On the evidence in BAE Systems, and considering the claim’s convoluted procedural history, there was no rational basis for apportionment and the Defendant’s appeal was accordingly dismissed.

In a short concurring judgment, Irwin LJ said this at [92]-[93] (emphasis added):

As a matter of principle, and supporting the fundamental approach that compensation should never become windfall, where an injury is divisible, even if on a rough and ready approach to the division, recompense must be limited to the consequences of identified injury attributable to the tort in question. I further support the proposition that it will often be appropriate to look closely, particularly in a case where psychiatric injury proves indivisible, to establish whether the pre-existing state may not nevertheless demonstrate a high degree of vulnerability to, and the probability of, future injury: if not today, then tomorrow.

In my view, the problem exposed here, properly analysed, is not so much a problem of law as a problem of medicine or science. The territory between the non- pathological but sensitised and vulnerable individual and the person with a defined pathology constitutes highly debatable land. It should be closely and carefully mapped by the relevant experts, and it is imperative that they should bring to bear as much clinical and diagnostic precision as possible, paying close attention to one or both of the internationally recognised psychiatric diagnostic systems. In particular, it is necessary to consider whether a less serious but nevertheless established and defined disorder may not have been achieved before progression to the diagnostic end-state.

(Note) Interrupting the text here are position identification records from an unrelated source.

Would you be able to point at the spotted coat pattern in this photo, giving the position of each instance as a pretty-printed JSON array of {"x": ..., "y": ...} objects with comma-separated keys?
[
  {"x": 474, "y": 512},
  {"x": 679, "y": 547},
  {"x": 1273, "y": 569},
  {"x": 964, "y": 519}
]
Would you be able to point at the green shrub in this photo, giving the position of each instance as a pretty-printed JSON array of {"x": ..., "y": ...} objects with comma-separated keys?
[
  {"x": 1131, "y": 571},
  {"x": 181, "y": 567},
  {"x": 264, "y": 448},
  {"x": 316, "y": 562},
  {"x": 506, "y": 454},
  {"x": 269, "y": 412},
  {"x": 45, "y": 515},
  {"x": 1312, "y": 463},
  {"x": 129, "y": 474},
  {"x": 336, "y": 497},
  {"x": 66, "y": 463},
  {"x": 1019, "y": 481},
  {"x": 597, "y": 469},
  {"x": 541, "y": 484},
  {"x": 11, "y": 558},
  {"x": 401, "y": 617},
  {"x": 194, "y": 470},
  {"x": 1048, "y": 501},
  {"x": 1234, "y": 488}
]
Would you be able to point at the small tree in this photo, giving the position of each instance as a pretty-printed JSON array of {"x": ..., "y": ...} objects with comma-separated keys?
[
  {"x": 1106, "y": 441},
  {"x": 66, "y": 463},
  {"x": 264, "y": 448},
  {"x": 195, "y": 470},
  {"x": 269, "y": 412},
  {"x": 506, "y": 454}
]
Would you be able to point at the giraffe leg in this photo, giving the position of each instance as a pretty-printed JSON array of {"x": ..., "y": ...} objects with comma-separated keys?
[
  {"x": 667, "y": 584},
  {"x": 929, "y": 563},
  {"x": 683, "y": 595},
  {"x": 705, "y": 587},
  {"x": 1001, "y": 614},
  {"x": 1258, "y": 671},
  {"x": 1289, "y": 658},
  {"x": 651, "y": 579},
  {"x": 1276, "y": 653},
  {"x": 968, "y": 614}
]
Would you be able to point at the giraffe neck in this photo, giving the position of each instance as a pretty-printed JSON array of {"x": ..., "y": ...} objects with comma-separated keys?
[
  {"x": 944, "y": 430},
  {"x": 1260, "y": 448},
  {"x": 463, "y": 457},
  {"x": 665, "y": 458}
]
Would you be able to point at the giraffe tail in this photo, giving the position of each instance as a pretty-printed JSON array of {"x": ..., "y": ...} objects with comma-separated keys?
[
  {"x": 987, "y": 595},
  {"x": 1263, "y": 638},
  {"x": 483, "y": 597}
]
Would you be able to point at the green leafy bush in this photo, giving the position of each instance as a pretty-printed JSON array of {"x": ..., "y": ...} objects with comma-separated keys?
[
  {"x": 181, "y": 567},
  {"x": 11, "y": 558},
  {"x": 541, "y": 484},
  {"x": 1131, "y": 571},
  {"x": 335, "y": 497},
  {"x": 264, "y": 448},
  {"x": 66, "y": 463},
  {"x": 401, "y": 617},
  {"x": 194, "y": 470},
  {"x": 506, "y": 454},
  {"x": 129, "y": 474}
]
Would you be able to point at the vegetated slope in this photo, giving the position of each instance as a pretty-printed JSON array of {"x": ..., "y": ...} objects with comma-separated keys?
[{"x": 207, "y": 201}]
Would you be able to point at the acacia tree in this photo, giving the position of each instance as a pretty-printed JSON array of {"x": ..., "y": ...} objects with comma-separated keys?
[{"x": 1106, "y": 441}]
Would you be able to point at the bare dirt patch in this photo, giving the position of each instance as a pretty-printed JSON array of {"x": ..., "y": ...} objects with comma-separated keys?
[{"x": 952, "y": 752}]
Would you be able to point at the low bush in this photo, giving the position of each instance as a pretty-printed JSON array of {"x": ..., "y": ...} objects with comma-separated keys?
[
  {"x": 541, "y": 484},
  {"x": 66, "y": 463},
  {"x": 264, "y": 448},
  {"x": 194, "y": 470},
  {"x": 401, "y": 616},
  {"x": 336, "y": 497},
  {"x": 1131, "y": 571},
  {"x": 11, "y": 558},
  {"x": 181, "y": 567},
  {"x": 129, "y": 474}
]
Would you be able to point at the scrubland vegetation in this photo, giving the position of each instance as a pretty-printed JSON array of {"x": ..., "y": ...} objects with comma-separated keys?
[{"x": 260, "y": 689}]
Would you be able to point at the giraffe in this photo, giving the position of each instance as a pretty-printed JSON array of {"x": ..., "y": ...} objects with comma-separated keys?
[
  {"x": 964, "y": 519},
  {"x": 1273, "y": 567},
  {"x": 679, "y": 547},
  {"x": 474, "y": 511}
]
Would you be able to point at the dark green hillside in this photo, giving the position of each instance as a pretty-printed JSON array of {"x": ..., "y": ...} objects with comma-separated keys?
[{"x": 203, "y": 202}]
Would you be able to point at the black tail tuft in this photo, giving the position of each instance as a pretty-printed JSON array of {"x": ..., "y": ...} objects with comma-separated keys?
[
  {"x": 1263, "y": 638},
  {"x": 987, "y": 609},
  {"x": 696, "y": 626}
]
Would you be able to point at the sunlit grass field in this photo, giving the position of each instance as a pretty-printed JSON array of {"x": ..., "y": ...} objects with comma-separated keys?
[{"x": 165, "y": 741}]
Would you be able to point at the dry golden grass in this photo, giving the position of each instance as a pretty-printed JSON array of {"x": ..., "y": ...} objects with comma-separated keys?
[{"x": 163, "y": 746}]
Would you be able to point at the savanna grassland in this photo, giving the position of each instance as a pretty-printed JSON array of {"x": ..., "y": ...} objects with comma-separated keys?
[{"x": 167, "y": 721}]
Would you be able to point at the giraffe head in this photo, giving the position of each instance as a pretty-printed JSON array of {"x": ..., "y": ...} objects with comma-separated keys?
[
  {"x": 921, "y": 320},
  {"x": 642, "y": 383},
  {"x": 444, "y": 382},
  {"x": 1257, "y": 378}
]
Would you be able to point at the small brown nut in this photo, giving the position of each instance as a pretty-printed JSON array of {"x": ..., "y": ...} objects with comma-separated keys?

In addition, it should be routine for the experts to assess the level of risk of crossing the borderland between non-pathology and pathology through some other stimulus than the tortious act or omission. It will be recognised that exercise is often difficult and uncertain, but it will often be possible to give such advice within reasonable parameters of time and to the level of probability. Such an exercise is necessary in order to address proposition 16 in Hatton.

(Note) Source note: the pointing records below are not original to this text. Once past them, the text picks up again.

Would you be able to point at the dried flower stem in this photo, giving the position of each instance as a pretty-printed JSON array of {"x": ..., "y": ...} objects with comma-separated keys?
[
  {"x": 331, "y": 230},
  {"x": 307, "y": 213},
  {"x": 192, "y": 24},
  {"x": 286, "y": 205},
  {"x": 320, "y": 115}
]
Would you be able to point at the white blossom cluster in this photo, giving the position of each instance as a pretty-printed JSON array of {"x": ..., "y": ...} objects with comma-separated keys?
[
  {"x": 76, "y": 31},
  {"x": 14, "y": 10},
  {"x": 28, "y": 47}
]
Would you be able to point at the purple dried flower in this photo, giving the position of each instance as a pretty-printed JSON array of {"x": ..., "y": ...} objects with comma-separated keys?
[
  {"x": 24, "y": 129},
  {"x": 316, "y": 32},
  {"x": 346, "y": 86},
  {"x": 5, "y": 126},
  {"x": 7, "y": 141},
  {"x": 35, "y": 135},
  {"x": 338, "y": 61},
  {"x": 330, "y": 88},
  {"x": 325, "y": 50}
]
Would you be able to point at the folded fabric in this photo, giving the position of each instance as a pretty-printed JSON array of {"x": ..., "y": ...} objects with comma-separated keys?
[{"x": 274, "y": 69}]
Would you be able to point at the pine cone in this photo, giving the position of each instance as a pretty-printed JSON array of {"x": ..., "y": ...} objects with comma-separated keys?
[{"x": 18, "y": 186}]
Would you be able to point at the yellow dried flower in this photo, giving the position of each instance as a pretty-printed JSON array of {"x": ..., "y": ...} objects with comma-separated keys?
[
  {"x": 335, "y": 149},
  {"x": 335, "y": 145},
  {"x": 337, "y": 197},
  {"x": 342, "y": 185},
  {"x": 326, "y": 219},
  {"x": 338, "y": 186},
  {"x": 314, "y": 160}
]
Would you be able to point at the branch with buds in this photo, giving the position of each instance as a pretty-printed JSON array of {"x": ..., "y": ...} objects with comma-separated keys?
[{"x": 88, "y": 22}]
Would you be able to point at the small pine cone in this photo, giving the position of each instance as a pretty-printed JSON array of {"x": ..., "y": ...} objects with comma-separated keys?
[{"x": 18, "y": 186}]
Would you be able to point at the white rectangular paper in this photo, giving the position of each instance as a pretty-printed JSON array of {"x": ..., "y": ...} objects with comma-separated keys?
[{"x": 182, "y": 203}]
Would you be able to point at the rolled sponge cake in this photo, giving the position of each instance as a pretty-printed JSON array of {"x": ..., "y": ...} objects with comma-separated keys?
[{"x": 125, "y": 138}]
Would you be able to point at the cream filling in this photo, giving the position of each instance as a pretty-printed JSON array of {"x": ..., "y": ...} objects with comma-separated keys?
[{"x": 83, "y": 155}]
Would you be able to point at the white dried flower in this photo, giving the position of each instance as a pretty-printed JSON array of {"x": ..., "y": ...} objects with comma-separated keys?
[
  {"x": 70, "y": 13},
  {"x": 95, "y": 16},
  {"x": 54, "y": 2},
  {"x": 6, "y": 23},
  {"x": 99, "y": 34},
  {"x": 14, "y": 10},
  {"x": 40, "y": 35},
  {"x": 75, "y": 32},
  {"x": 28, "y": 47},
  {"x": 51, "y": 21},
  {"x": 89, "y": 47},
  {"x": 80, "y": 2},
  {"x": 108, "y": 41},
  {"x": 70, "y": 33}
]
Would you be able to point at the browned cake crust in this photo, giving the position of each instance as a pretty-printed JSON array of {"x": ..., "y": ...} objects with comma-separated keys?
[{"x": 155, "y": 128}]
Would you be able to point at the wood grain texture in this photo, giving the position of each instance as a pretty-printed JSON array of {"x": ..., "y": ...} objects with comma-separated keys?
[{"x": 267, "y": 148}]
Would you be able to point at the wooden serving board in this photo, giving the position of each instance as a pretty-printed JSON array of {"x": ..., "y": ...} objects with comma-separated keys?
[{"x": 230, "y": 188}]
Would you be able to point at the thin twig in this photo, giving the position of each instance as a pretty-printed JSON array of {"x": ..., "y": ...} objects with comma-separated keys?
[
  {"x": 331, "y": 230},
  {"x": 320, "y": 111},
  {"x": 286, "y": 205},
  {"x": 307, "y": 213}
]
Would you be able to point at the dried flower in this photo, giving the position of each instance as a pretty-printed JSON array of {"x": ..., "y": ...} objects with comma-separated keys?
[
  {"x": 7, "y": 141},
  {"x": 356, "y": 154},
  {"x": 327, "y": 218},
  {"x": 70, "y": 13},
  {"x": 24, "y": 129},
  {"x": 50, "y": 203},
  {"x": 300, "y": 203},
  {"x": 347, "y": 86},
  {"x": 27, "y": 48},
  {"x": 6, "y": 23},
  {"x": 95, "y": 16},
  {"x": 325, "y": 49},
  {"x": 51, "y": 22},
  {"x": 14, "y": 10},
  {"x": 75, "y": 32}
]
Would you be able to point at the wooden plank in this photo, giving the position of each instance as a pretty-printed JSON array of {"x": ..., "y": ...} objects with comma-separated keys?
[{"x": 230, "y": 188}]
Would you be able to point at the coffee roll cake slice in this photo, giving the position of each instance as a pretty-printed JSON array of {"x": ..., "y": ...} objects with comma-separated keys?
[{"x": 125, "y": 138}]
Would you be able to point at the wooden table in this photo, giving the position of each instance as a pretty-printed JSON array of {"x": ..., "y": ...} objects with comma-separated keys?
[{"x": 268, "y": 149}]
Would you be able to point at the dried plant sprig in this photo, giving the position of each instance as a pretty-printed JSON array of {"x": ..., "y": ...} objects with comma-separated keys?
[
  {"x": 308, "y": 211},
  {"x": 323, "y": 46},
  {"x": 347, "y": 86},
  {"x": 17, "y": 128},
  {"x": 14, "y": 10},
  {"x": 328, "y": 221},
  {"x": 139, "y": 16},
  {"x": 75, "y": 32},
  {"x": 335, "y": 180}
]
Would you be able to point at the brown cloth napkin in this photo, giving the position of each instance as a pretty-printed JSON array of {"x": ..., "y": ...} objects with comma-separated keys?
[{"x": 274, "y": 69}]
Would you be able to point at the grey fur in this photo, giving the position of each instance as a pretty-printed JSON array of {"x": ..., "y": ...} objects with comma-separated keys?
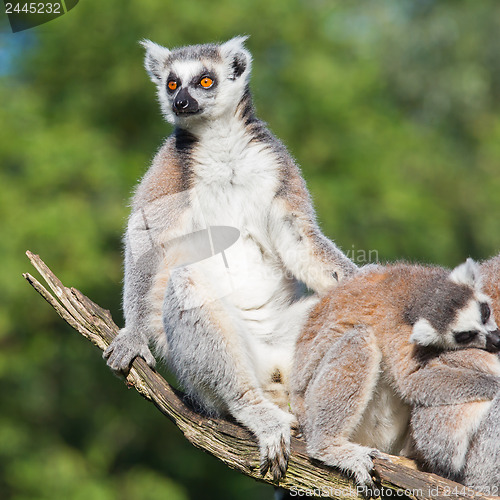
[
  {"x": 222, "y": 167},
  {"x": 357, "y": 374}
]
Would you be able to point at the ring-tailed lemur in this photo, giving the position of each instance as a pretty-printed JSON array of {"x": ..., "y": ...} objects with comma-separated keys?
[
  {"x": 461, "y": 441},
  {"x": 222, "y": 231},
  {"x": 370, "y": 351}
]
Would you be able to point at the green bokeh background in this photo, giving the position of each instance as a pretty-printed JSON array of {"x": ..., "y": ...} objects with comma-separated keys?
[{"x": 391, "y": 108}]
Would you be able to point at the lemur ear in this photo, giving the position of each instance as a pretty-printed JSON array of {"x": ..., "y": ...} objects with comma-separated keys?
[
  {"x": 155, "y": 59},
  {"x": 237, "y": 56},
  {"x": 423, "y": 333},
  {"x": 467, "y": 273}
]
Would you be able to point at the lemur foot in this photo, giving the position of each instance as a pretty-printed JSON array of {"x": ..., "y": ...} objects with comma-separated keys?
[
  {"x": 274, "y": 445},
  {"x": 126, "y": 346},
  {"x": 356, "y": 461}
]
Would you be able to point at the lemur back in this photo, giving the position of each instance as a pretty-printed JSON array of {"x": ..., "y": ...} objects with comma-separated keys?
[
  {"x": 370, "y": 352},
  {"x": 221, "y": 238},
  {"x": 460, "y": 441}
]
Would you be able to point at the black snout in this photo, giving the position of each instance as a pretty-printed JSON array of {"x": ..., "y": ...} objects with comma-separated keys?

It is suggested that Irwin LJ was right that the questions whether a condition is divisible or indivisible, and of the appropriate apportionment, are more questions of medicine and science than of law. The legal principles are clear, and in cases such as Rahman it was the expert evidence that enabled the court, in applying those principles, to apportion damages accordingly. By contrast, in BAE Systems the lack of evidence led to the court declining to make any apportionment.

The aim in cases of psychiatric injury – and, it is suggested, in novel cases more generally – is thus to establish, by expert evidence, a rational basis on which the harm suffered can be apportioned. Particularly at the boundaries of medical and scientific understanding, this may be easier said than done.

1 As quoted in The Gene: An Intimate History by Siddhartha Mukherjee (Random House, 2016), p. 485.